Bei Schwäche durch Liebeskummer. Wenn unglückliche Liebe schwach macht, nehmen Sie ein Kügelchen acidum phosphoricum, wenden sich Ihrem Inneren Kind zu, klopfen Sie sich und fangen an, Ihrem Inneren Kind die Frage zu stellen: „Was brauchst du, mein Inneres Kind? Was brauchst du JETZT, um diese Angst loslassen zu können? Was brauchst du JETZT, um dich jetzt nicht sorgen zu müssen?“ Jeder kann lernen, die Stimme seines Inneren Kindes zu hören Und dann klopft man weiter und gibt imaginativ diesem Inneren Kind alles, was es jetzt braucht. Ich habe viele Menschen erlebt, die das über einen längeren Zeitraum getan haben, so dass sie irgendwann aufhören konnten, sich zu sorgen.

Fazit?
Es gibt in unserer Gesellschaft fast niemanden, der ein intaktes Inneres Kind hat. Wenden wir uns dem ausreichend in Form von Traumatherapie oder ATA oder homöopathisch zu, können wir es heilen. Das Mittel für das schwache, unglückliche, alleingelassene und sich auf der Erwachsenenebene krankmachende, sorgende Kind ist die Säure des Phosphors.

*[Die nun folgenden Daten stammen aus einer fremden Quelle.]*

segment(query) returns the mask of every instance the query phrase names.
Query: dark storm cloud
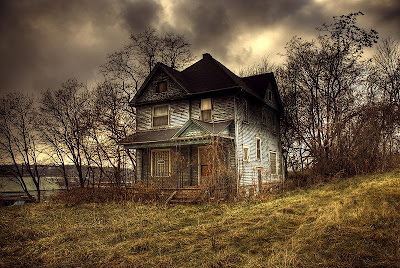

Ich kann allen nur raten, die gerade Angst haben, ihre Liebsten ins Flugzeug zu lassen: Vergehen Sie nicht in Sorge, sondern setzen Sie sich hin, nachdem Sie ein Kügelchen acidum phosphoricum C30 genommen haben und beten Sie, schicken Sie Ihre Kraft und die Kraft der Engel.

Andreas Krüger ist Heilpraktiker, Schulleiter und Dozent an der Samuel-Hahnemann-Schule in Berlin für Prozessorientierte Homöopathie, Leibarbeit, Ikonographie & schamanischer Heilkunst.
Sein letztes Buch „Heiler und heiler werden – Gespräche über die Heilkunst“ erschien im Verlag Simon + Leutner, 2013.